We humans, on the other hand, are far too careless in the way we love. All too often our love is shallow and temporary. We use the concept of love to manipulate others and to get our own way, all without ever truly loving. Even we Christians seldom take the time to look at God’s love for us. We can easily find ourselves viewing love from a worldly perspective and thus we fail to see love from Jesus’ point of view. We are Christian, however, and this means we are to be like Jesus, which means we are to love like Jesus!
We are about to celebrate the birth of Jesus … at least that is what we are supposed to be doing on December the 25th. How much time have we been giving to thinking about God’s love toward us or about our love toward our family, friend, neighbors and others. How much effort do we put into putting love into Christmas?
We need to know why we celebrate Christmas
We are rapidly approaching that season when large portions of the world are caught up in the year’s most recognized but least understood holiday … Christmas. One would think that the name of this holiday should be sufficient for everyone to understand why we celebrate Christmas; unfortunately however, a religious service to honor the significance of Christ’s birth is far from many people’s minds. Even those who should know better too frequently fail to celebrate Christmas by focusing on our love for God, our love for one another and our love for God’s creation.
We Have to Ignore The Detractions If We Are To Put The Love of God First
a. When was Jesus Born?
Those who would detract from our reason for celebrating Christmas are fast to point out that we are probably celebrating the birth of Christ at the wrong time of the year. They may be right. The Gospel writers, for some reason, do not give us an exact date when this blessed event took place. Perhaps they were not sure themselves or did not consider it to be of any real importance. We do know, however, that it was customary for the shepherds to bring their sheep down from the mountains some time around the month of September. Because of the shepherd’s nearness to the city of Bethlehem, and their being outdoors the night of Jesus’ birth, it would appear that Jesus could very well have been born sometime in September. If you couple this with the fact that September is the month for the Jewish New Year, the month for the celebration of Rosh Hashana or the Feast of Trumpets then September would be an excellent time to celebrate the birth of Christ. But, it didn’t turn out that way. We celebrate the birth of Christ in December. Does it matter? No. It is better to celebrate at the wrong time of the year than to not celebrate the birth of Christ at all.
When we celebrate the birth of Jesus does not detract from the importance of God’s love toward mankind one little bit.

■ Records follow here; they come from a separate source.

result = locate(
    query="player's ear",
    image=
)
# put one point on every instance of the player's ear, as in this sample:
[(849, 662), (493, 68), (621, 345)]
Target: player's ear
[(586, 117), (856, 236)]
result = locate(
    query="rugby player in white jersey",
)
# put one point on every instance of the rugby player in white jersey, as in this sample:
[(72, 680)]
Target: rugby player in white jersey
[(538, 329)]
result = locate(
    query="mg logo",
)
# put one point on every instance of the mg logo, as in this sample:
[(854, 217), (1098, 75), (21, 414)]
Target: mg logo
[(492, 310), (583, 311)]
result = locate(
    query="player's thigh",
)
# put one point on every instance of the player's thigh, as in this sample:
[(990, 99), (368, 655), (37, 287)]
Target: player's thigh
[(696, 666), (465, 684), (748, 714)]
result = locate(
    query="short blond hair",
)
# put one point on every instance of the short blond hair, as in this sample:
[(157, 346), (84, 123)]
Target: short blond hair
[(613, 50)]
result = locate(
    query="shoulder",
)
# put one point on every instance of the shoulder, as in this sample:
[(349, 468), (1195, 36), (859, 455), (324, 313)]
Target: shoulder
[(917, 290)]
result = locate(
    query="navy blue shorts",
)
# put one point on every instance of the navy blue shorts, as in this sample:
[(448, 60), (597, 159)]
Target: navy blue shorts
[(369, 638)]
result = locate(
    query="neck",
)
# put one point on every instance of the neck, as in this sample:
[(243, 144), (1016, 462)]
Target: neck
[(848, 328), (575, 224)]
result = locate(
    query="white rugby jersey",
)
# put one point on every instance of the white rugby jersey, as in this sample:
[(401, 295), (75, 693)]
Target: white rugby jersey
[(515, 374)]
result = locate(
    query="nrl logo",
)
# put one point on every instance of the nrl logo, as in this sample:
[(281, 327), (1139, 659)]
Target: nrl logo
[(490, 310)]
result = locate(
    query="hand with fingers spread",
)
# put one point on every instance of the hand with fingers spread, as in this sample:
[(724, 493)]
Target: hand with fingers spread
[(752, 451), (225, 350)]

b. Did the Apostles celebrate Christmas?
Those who would detract from our Christmas celebration are fast to point out that we do not have any biblical evidence that early Christians celebrated the birth of Christ. Yes, we do know that, at the time of the Apostles, it was customary to celebrate birthdays and thus we should have evidence that early Christians were celebrating Jesus’ birthday. But, we do not. In fact, it takes another 300 years before there is any indication that Christians were celebrating the birth of Christ. In 313 A.D. the Roman emperor Constantine instituted the “Edict of Toleration,” which declared the equality of all religions, to include Christianity. This was a monumental occasion. Christians had undergone severe persecution for 300 years and now they were at last free to openly worship Christ. It was not long after the Edict of Toleration that we have the first recorded celebration of Christmas, which took place in Rome in 336 A.D. By this year, the Liturgy of the Roman Church had firmly established December 25th as the birthday of Jesus and ever since this time Christians have been openly celebrating Jesus’ birth.